Alternate Ending to "In the Heat of the Night"

I don't own anything!!! ...Except maybe the clothes on my back. And my shoes. Actually, my mom bought me those.


"The chief thought about shaking hand with him, but decided not to. He had done it once and that had made the point. To do it again now might be just the wrong action to take. He walked back to his car…" (p. 184)

As Gillespie got in he looked back into his mirror at the Negro. Tibbs was sitting on the "white" bench staring off in the distance. Gillespie started his car and began the short drive back to his house.

He could not get Tibbs out of his head. It had been a long week and Tibbs had stopped him from arresting at least three innocent men, then caught the real murderer. Gillespie hated to admit it, but that detective knew his stuff. He was smart. He saw every fraction of evidence as a clue and could piece together what happened using it.

Sleep was threatening to overtake him, but he was almost home and knew he would soon be relived, though his mind would not let go of the detective. Gillespie treated him poorly, which he acknowledged. He was mad at himself for ever believing he was worth more than a black man. Tibbs at least.

Gillespie pulled into his driveway but didn't get out. There was something he needed to do first. Just what was it?

With a grunt his mind was set, the fog that was clouding his consciousness began clearing. He turned his car away from the house and started back towards the Wells train station. When he got there Tibbs was stretched out long on the same bench with a smile as he watched the stars. Gillespie quickly unfolded himself from behind the steering wheel and climbed the few short steps to the platform. He wouldn't make another mistake tonight.

Tibbs acknowledged him with a nod.

"Chief Gillespie, back so soon?"

"Virgil, I need to say something. Try not to interrupt."

Tibbs carefully kept his expression neutral.

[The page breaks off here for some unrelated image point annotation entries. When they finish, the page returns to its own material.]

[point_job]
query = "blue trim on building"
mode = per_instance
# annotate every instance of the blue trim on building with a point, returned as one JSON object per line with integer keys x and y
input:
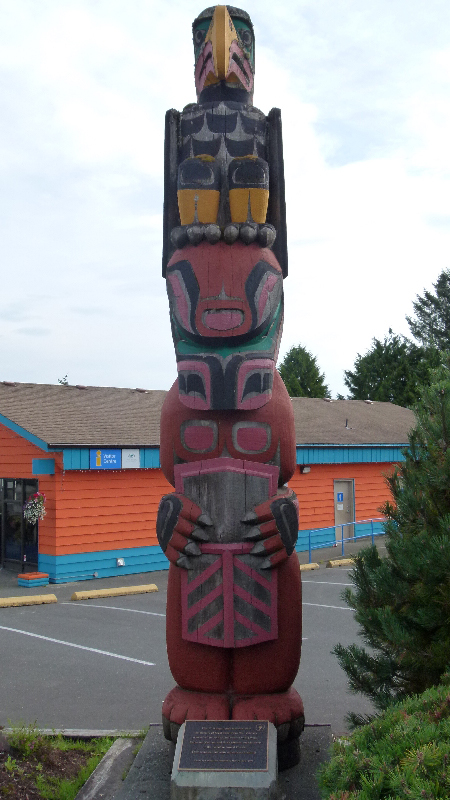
{"x": 150, "y": 457}
{"x": 349, "y": 454}
{"x": 43, "y": 466}
{"x": 326, "y": 537}
{"x": 76, "y": 458}
{"x": 8, "y": 423}
{"x": 81, "y": 566}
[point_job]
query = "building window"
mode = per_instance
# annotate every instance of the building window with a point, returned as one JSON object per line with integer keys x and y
{"x": 19, "y": 539}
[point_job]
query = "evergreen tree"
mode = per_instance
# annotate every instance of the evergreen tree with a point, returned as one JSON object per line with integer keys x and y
{"x": 392, "y": 371}
{"x": 402, "y": 601}
{"x": 431, "y": 325}
{"x": 301, "y": 374}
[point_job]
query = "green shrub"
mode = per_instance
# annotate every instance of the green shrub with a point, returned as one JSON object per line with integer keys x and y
{"x": 403, "y": 754}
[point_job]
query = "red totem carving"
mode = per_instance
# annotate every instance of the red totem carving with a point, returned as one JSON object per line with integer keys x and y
{"x": 227, "y": 428}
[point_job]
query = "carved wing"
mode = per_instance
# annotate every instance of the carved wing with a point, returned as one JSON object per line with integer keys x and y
{"x": 171, "y": 217}
{"x": 276, "y": 214}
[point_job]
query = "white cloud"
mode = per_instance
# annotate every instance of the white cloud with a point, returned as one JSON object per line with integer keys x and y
{"x": 363, "y": 90}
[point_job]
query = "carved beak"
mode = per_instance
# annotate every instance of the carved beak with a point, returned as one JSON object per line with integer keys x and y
{"x": 221, "y": 34}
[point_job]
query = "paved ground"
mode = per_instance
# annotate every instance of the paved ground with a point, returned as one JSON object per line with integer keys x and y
{"x": 102, "y": 663}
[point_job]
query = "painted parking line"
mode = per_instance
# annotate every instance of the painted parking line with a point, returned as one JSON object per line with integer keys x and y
{"x": 319, "y": 605}
{"x": 113, "y": 608}
{"x": 329, "y": 583}
{"x": 78, "y": 646}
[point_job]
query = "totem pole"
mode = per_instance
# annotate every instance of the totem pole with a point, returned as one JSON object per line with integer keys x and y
{"x": 227, "y": 427}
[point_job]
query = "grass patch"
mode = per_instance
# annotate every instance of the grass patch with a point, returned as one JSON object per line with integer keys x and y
{"x": 38, "y": 767}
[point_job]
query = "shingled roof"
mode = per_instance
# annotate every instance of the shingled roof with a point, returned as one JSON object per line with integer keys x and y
{"x": 350, "y": 422}
{"x": 83, "y": 416}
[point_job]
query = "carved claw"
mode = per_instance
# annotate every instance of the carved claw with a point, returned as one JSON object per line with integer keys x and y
{"x": 199, "y": 535}
{"x": 258, "y": 549}
{"x": 248, "y": 232}
{"x": 178, "y": 237}
{"x": 205, "y": 519}
{"x": 231, "y": 233}
{"x": 184, "y": 562}
{"x": 266, "y": 235}
{"x": 212, "y": 233}
{"x": 252, "y": 534}
{"x": 192, "y": 549}
{"x": 195, "y": 233}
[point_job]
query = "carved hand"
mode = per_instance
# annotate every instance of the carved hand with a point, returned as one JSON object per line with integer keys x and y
{"x": 179, "y": 526}
{"x": 273, "y": 525}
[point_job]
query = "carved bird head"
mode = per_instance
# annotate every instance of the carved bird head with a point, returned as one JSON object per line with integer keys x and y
{"x": 224, "y": 47}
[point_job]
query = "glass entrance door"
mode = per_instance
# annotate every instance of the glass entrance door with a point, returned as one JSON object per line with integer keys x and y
{"x": 18, "y": 537}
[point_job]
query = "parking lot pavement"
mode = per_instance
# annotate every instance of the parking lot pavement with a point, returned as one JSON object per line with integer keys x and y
{"x": 102, "y": 663}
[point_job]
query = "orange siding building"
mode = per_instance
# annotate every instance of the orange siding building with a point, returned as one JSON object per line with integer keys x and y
{"x": 94, "y": 453}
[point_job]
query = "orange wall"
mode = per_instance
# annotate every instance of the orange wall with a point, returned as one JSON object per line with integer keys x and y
{"x": 315, "y": 491}
{"x": 105, "y": 510}
{"x": 88, "y": 511}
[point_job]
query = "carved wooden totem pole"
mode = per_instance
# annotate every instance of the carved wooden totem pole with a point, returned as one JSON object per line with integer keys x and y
{"x": 227, "y": 427}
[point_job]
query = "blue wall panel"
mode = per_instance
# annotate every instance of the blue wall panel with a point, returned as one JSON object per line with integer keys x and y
{"x": 76, "y": 458}
{"x": 43, "y": 466}
{"x": 81, "y": 566}
{"x": 150, "y": 457}
{"x": 349, "y": 455}
{"x": 326, "y": 537}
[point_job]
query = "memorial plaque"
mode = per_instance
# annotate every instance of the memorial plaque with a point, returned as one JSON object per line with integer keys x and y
{"x": 225, "y": 746}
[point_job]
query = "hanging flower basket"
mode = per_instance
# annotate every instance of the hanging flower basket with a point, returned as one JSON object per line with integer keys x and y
{"x": 34, "y": 508}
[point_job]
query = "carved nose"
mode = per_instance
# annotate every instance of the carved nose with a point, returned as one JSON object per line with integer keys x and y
{"x": 224, "y": 319}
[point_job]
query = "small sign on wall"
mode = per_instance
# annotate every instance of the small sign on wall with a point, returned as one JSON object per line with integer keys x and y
{"x": 130, "y": 459}
{"x": 105, "y": 458}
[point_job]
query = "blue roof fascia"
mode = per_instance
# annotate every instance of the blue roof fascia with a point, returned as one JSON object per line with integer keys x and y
{"x": 8, "y": 423}
{"x": 355, "y": 453}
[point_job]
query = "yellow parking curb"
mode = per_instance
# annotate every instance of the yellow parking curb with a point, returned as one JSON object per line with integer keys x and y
{"x": 149, "y": 587}
{"x": 341, "y": 562}
{"x": 27, "y": 600}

"I have never, in my entire life, thought a man like yourself could achieve what you have," his tone was stern and controlling, "You've turned this whole town inside out. I've got anonymous threats telling me I've got to get you out. The councilmen were ready to take my job away because I had you working for me. The townsfolk were becoming aggressive-"

"Chief Gilles-" Tibbs tried to interrupt but Gillespie stopped him.

"No, let me finish. You arrived the night of a murder and were an instant suspect because of your colour. I'm sorry. You decided to come help us anyways –thank you- under constant pressure from everybody to top it off. I'm sorry for that as well," his tone started to soften, "You put up with me. That itself is a huge accomplishment. You solved the murder. For all of this I wanted to thank you. Wells will always be in your debt. If at all possible, I would like to consider you a friend if you will forgive me for my behavior.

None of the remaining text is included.